📖美学No.82《おそめ 伝説の銀座マダム》
著作:石井妙子
「月見草のような女」「平安絵巻から抜け出した巫女」「もの哀しげな博多人形」……「おそめ」は通り名で、本名は上羽秀。大正12年に京都で生まれ、幼少の頃より舞妓になりたいと口にしていた。その言葉通り、尋常小学校を卒業すると、舞妓修行のため東京新橋の花柳界へ。15歳で京都に戻り、「そめ」という名の祇園の芸妓になる。座敷を掛け持ちしても間に合わず、ついには客達が宴席を一緒に持つ「おそめを見る会」を作った。
抜けるように白い肌、豊かな黒髪、楚々とした瓜実顔、歩くと誰もが振り返るおそめは、たちまち売れっ子になる。他の芸妓が嫌がる難しい客にも、動じず、控えめに微笑み、お酌をし、ただじっと朝まででも膝を崩すことなく付き合う。お酒が好きで強い。まさに芸妓は天職だった。
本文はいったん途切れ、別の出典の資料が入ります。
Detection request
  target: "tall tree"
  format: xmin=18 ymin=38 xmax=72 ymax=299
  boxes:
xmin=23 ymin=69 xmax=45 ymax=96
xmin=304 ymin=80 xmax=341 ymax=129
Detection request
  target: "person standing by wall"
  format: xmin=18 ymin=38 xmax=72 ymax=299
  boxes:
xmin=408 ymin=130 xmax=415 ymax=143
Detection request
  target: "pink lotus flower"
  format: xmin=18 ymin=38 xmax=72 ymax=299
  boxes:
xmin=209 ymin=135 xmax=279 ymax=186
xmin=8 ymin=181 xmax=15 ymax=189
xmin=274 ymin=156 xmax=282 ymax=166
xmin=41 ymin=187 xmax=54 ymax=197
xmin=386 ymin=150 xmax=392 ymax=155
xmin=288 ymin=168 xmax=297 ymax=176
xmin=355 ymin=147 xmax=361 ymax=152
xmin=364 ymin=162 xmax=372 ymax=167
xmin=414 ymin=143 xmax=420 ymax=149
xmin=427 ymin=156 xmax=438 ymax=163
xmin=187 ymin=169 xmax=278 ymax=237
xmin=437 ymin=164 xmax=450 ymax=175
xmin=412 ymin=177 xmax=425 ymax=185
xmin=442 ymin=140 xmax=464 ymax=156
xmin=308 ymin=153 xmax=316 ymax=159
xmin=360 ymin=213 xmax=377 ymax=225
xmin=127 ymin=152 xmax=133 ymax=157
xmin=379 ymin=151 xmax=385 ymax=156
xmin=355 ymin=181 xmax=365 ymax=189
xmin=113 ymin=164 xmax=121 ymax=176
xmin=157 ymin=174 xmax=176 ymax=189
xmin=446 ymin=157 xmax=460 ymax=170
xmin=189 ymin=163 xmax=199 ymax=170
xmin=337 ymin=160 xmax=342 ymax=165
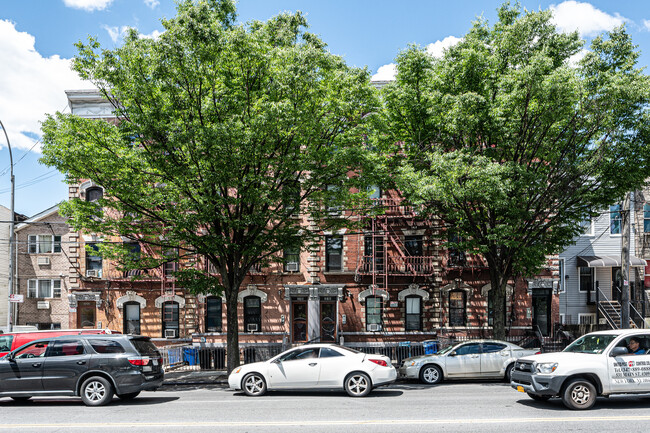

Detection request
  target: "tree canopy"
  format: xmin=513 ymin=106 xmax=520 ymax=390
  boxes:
xmin=41 ymin=0 xmax=380 ymax=369
xmin=378 ymin=3 xmax=650 ymax=338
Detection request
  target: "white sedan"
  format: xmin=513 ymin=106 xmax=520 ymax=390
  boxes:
xmin=228 ymin=344 xmax=396 ymax=397
xmin=399 ymin=339 xmax=540 ymax=385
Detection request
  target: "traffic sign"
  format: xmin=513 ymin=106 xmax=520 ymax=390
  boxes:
xmin=9 ymin=294 xmax=24 ymax=303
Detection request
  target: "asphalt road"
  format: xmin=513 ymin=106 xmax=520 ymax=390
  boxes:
xmin=2 ymin=380 xmax=650 ymax=432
19歳で金銭・生活面での面倒をみる「旦那」を持つ。惜しみない寵愛を受け、芸妓は落籍され「秀」に戻る。旦那の用意した家に住み、贅沢三昧、優雅な日々を過ごす。が、秀はつまらない。芸妓の日々が忘れられない。そんな中、出かけたダンスホールで運命の男・俊藤浩滋と出逢い、妊娠。旦那に許しを乞い、晴れて共に暮らすも俊藤は定職にはつかない。秀は出産後、カフェーの女給として働く。生来の接客好きと酒好き。すぐに店一番の稼ぎ頭となる。半年後、自宅を改造して小さな会員制のバー「おそめ」を京都木屋町に開く。著名な財界人、文化人達がこぞって足を運んだ。7年後、東京銀座にも出店。連日、客が押し寄せ大盛況。秀は、飛行機で京都と東京を往復する「空飛ぶマダム」としてメディアに取り上げられ、一躍有名人になる。当時、銀座には有名なバー「エスポワール」があった。秀とは対照的な美人ママ・川辺るみ子。作家の川口松太郎は二人をモデルにして短篇小説『夜の蝶』を書き、映画化もされ、話題を呼ぶ。
その間、驚くべき事実が分かる。夫だと思っていた俊藤には、二度の結婚で4人の子供がいた。しかも、秀との籍は入れておらず娘も認知していなかった。だが、秀は別れない。収入のない俊藤に代わって、彼の妻と子供達の面倒もみる。バーの閉店と共に東映任侠映画の大プロデューサーとなった俊藤が77歳、秀が71歳の時に入籍し、夫婦となった。
化粧もほとんどせず、宝飾品にも興味がない。御用聞きにも、買い物をしても、どんどんチップを弾む。地味な着物を好み、いつも引っ詰め髪。男がほっておかない女は、惚れた男一人に尽くしぬく。筋を通した女の一生は89歳で幕を閉じる。